Yep Roc Records labelmates Josh Rouse and Grant-Lee Phillips set off a co-headline tour this fall. Touring together for the first time, the acclaimed singer/songwriters are hitting the road in support of their newest albums, Rouse’s Love in the Modern Ageand Phillips’ Widdershins.
“I’ve admired Josh Rouse’s music for a long while, “ says Phillips, “I love that he’s always taking his songs to new places, making new discoveries. On a road-trip like this, you find yourselves sharing notes, bouncing ideas off each other, trading guitar chords, keeping each other awake on the highway. It’s a full-on mobile summit.“
Adds Rouse, “I have admired Grant since my early 20’s. When Mighty Joe Moon came out my friends and I thought it was the best record we’d ever heard. I actually sent fan mail! So sharing the stage with him will be a dream come true.”

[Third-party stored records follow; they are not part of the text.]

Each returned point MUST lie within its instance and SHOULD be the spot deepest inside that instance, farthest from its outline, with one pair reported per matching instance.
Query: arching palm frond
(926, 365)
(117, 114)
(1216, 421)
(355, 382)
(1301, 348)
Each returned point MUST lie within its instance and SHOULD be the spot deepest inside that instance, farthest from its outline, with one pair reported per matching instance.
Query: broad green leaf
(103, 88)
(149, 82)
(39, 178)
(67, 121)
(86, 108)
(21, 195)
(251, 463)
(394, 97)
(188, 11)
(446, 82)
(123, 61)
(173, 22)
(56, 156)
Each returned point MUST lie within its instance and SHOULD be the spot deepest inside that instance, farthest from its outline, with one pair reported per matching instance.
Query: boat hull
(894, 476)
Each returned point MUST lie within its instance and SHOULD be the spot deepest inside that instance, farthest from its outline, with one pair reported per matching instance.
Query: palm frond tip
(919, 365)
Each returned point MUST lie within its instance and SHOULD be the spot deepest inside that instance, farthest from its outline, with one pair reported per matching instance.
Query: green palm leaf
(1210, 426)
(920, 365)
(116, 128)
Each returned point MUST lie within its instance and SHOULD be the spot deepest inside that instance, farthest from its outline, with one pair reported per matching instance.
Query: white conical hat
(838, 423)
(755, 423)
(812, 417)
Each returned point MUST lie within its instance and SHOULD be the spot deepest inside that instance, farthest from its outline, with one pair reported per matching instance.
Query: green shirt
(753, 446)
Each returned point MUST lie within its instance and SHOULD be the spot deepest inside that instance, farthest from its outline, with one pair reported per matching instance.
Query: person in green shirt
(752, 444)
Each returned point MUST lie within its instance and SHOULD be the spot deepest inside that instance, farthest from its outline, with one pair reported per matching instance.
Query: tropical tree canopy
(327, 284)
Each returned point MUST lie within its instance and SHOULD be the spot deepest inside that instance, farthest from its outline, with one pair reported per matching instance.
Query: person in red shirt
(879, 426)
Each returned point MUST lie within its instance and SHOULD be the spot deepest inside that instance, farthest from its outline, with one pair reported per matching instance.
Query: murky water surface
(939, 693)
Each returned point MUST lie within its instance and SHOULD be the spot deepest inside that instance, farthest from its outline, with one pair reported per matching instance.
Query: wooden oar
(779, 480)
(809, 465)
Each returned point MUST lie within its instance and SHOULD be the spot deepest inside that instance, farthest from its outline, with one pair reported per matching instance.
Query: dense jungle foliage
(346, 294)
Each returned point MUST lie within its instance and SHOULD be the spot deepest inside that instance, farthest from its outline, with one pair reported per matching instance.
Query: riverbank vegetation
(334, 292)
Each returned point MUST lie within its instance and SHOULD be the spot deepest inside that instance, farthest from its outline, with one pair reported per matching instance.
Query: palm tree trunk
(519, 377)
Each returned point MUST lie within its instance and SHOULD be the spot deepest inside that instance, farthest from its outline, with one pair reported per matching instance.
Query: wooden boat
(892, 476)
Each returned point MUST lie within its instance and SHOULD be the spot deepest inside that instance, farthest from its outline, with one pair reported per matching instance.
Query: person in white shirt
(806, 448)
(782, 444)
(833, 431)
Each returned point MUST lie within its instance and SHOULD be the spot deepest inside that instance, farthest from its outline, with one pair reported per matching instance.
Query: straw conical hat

Capturing the aesthetics of a specific moment in time, Rouse’s Love in the Modern Age takes inspiration from the sound and production of early 1980's releases by The Blue Nile, The Style Council and Prefab Sprout. Trading in his trusty acoustic guitar for a synthesizer, Love in the Modern Age still bears Rouse's distinct fingerprints even as it pushes his limits and forges a bold new chapter more than twenty years into his celebrated career.
Inspired by “the things that eat away in the late hours,” Phillips invests the insight, nuance and wit in a riveting dissection of today’s fraught social landscape. “I made a commitment to myself not to sink into despair,” explains Phillips, who sees in Widdershins a connection to his earliest work with Grant Lee Buffalo. “That was also a time of intense social anxiety. The Gulf War, the LA riots – everything became cranked up. Then a few years later there was the earthquake we lived through, which also made for a time of uneasiness. I was in a heightened state when I wrote that stuff – as I am now.”
Solidified as one of his generation's most acclaimed songwriters in both the US and Europe, where he's lived on and off since 2004, Rouse recently returned to Nashville, TN. Spending the better part of a year touring behind his critically acclaimed eleventh album, The Embers of Time, Rouse was ready for a change. "Coming off such a heavy record, I wanted to try something different," he explains. "I wanted to explore new sounds and write with a fresh backdrop.
Hailed by Mother Jones as “criminally underappreciated,” the California-born Phillips –singer, songwriter, guitarist, multi-instrumentalist, actor, film composer and visual artist – began his career in the early ‘90s as the frontman of the acclaimed trio Grant-Lee Buffalo. Once named “male vocalist of the year” by Rolling Stone, USA Today called him a “soulful balladeer” while Uncut hailed him as a “distinguished U.S. songwriter.”